インターンシップ
私は大学生真っ盛りの三年生である。しかし、大学に友達はほぼいない。何故だか分からないのだが、本当にいない。この「原因が分からない」ことが一番厄介な気がする。以前はいくつかサークルに入ってはいたが、集団行動があまりにも苦手で、今は何のコミュニティにも属していない状態である。大学の中に居て、何故私はいつも一人なのだろうか…と時々考えてしまうが、無闇に周りに合わせることをやめた結果であるので、所謂社会不適合者と言う他無いのだと思う。
ただし運のいいことに、同じ高校の友達は多数、進学に伴い上京してきていて、皆んなが私を構ってくれるので、なんだかんだでバイトと加えて楽しい夏休みを送ることが出来ている。感謝感激。
そんな大学三年生の私は、そろそろ就職活動を見据えて行動している。多数の企業が行なっているインターン・シップというやつに参加してみたいのだ。書類選考はほぼ通り、あとは面接を受けるところなのだが、これが最も厄介である。
なぜなら、就活は虚構との闘いだからだ。
自分に嘘をつき、相手に嘘をつき、いかに自らを大きく見せるかを考えること。就活の面接は、これに尽きると私は感じている。
まず、話し方から。
私は、ハキハキ喋る方では無い。声もそこまで大きく無い。しかし、声を大きく、ハキハキと喋るのが就活では欠かせないし、社会人になるための第一歩でもある。
ここがもう既に1つ目の嘘になる。
それから、話す内容、つまり自分の経歴である。
就活では自らの経歴を盛って話す。自らの持っている1をいかに10にするかを考えるのだ。足す9の部分は嘘でもハッタリでも構わない。それを見抜かれない技術と会話力でカバーすることが重要である。

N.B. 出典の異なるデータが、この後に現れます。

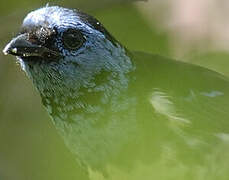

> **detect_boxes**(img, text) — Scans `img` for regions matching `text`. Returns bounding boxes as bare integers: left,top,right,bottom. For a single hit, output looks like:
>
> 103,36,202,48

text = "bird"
3,6,229,180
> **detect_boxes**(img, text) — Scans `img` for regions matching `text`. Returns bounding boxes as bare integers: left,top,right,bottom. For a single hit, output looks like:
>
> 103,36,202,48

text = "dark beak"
3,34,61,58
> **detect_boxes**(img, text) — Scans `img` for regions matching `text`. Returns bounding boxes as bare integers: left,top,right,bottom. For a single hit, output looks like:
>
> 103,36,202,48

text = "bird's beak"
3,33,61,58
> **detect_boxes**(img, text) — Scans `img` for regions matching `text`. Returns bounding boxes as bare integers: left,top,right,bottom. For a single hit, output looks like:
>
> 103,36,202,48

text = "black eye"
62,29,86,50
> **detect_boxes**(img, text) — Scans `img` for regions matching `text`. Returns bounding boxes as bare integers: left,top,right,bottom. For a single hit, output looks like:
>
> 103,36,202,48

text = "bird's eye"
62,29,86,50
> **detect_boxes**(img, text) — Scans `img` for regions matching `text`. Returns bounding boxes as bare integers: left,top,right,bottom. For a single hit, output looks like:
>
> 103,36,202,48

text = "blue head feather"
17,6,133,116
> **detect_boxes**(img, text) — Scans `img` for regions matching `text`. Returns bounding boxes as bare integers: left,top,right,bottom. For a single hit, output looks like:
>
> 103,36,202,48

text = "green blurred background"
1,0,229,179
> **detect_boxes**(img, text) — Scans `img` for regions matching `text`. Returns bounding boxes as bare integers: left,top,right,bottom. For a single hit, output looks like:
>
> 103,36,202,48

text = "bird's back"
132,51,229,132
109,51,229,180
82,52,229,180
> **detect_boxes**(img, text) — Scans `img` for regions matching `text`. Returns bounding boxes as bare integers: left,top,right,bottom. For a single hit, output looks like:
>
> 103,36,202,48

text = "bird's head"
3,6,133,103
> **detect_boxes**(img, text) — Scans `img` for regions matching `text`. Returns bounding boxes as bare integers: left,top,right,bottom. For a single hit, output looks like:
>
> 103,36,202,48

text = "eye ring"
62,28,86,50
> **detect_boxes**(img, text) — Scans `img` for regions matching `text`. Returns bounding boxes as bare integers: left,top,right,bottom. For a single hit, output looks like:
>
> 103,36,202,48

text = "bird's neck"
41,65,135,124
23,47,137,167
39,48,135,124
38,51,137,167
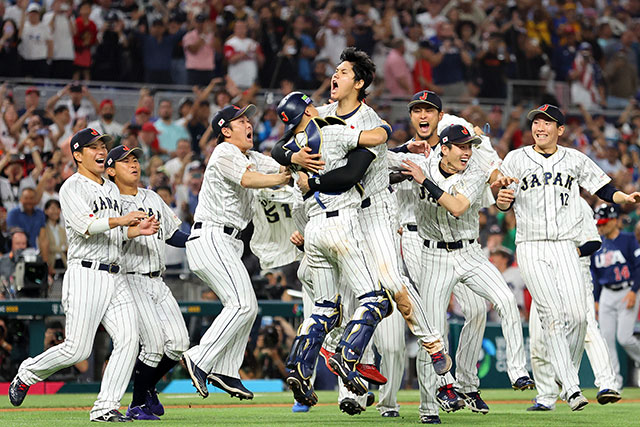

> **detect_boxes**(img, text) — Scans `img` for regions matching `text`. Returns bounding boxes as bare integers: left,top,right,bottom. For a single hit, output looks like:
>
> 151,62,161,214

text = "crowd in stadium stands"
1,0,640,381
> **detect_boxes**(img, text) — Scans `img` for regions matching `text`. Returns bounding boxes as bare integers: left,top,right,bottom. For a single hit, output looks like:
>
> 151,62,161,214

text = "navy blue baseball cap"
277,91,313,132
527,104,565,126
70,128,113,153
211,104,257,138
105,145,143,169
594,204,620,225
439,124,481,145
408,90,442,112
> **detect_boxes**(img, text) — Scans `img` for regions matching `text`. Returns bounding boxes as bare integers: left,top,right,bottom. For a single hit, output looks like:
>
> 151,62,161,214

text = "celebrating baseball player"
402,124,533,424
105,145,191,420
278,48,450,416
496,104,640,411
9,128,159,422
528,198,620,411
181,105,291,400
273,91,400,409
591,204,640,391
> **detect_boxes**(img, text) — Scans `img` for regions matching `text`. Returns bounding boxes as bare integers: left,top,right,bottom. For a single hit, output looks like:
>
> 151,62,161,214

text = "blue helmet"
277,92,313,132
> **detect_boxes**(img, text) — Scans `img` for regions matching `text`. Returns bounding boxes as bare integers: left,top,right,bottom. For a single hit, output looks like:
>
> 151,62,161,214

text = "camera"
262,325,279,348
54,331,64,342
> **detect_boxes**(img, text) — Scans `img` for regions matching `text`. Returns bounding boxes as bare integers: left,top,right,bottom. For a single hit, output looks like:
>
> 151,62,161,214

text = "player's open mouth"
419,122,430,133
460,157,469,165
247,131,253,140
331,80,339,91
96,158,105,165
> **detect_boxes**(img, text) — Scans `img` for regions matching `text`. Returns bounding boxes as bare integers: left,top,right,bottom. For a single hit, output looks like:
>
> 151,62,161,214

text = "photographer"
43,320,89,381
254,322,288,380
0,228,49,298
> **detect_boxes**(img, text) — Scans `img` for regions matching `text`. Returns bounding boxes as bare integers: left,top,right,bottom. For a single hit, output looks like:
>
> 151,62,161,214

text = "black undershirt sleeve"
595,183,618,202
578,240,601,257
307,148,375,193
271,129,296,166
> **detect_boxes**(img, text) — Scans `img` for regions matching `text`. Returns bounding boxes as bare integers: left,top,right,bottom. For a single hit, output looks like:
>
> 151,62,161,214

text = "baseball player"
8,128,159,422
105,145,191,420
181,104,291,400
591,204,640,390
528,198,620,411
273,91,399,408
402,124,533,424
391,91,497,415
290,48,449,416
496,104,640,411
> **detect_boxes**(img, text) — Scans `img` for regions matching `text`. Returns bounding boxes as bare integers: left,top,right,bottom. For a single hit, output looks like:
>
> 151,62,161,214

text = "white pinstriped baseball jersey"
500,146,610,243
59,173,123,264
120,188,182,274
316,102,386,198
193,142,281,230
303,124,363,217
577,197,601,246
414,154,489,242
250,186,303,270
394,179,417,227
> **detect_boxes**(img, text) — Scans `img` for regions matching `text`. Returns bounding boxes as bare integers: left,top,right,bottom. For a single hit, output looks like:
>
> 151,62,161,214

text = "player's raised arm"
356,122,392,147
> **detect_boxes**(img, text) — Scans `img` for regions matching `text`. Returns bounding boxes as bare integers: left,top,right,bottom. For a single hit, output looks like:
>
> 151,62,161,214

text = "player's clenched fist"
119,210,148,226
296,172,311,193
290,230,304,247
496,188,515,210
276,168,292,185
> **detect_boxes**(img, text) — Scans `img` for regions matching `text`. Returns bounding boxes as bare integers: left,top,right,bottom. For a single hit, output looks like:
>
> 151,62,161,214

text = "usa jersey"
590,232,640,301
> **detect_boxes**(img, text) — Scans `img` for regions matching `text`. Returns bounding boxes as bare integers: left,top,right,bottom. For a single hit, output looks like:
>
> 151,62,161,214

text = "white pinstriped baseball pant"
518,240,586,398
184,225,258,378
126,275,189,366
18,263,139,419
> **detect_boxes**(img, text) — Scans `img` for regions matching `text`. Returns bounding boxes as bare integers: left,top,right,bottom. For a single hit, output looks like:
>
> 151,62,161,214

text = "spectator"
73,1,97,81
489,245,527,320
48,105,72,146
175,165,202,222
0,18,21,77
186,100,210,155
7,188,46,248
155,185,187,270
35,166,61,211
257,5,288,88
0,230,30,296
43,0,75,79
18,3,52,78
164,138,194,184
552,26,578,82
351,13,376,59
383,39,412,98
430,20,472,98
38,199,66,277
569,42,604,110
255,106,283,150
138,122,165,159
43,321,89,380
604,32,638,109
47,83,98,123
18,87,46,120
224,19,264,90
92,12,128,82
87,99,124,138
291,15,317,89
0,154,37,212
316,10,347,68
132,106,152,127
138,19,187,84
154,99,191,153
475,32,510,99
168,12,188,85
183,14,217,86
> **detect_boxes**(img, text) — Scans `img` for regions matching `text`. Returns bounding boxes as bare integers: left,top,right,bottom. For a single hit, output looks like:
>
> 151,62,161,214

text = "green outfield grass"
1,388,639,426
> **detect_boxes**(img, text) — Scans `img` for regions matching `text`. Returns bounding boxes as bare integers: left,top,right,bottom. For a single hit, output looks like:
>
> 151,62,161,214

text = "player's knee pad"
337,290,392,362
286,296,342,378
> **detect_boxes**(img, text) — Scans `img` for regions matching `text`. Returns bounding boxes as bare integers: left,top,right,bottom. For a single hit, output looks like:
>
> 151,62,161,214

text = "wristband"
308,176,321,192
379,124,392,139
422,178,444,200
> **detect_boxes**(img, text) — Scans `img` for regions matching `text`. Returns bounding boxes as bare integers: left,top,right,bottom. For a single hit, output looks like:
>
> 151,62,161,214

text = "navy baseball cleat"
182,354,209,398
145,389,164,416
430,350,452,375
8,376,29,406
512,376,535,391
286,370,317,407
90,409,132,422
436,384,465,412
366,391,375,407
339,397,365,415
381,410,399,417
527,402,552,411
207,373,253,400
126,405,160,421
328,353,368,396
596,389,621,405
461,391,489,414
420,415,442,424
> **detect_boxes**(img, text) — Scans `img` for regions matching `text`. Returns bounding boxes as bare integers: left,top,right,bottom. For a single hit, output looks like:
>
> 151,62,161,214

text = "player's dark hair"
339,47,375,101
154,185,172,195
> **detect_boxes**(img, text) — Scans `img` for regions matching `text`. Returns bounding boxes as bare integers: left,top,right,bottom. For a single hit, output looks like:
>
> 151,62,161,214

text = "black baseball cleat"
461,391,490,414
596,389,621,405
512,376,535,391
339,398,365,415
286,370,318,407
381,410,399,417
182,354,209,398
436,384,465,413
8,377,29,407
430,350,452,375
366,391,375,407
420,415,441,424
328,354,367,396
207,373,254,400
90,409,133,422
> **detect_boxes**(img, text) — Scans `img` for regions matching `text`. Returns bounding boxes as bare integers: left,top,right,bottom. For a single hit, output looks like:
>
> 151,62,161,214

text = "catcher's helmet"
277,92,313,132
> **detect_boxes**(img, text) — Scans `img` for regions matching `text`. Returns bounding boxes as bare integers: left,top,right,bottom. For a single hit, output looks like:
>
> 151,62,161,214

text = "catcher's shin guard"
286,296,342,378
336,289,392,365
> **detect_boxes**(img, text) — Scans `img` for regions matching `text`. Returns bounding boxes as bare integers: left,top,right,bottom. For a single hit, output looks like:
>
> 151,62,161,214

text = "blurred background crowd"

こんなことを繰り返していると、自分がなんのために社会人になるのかが見えなくなってくる。大人になるとはこういうことだったのかしら、と思い、大きな大きな壁にぶち当たっている。壁にぶち当たって強くなるというより、嘘を重ねて強くなると言った方が、就活では正しい表現なのかも知れない。こういう風に考えてしまう私は、(甘えていると言われること覚悟で言うが、)就活に向いて居ないし、きっと多くの就活生も、これらの事実に気づきながら見て見ぬ振りをしているのだろう。
自分がどのような社会人になりたいか、周りと環境に忙殺される前に、真摯に考えたいと思った。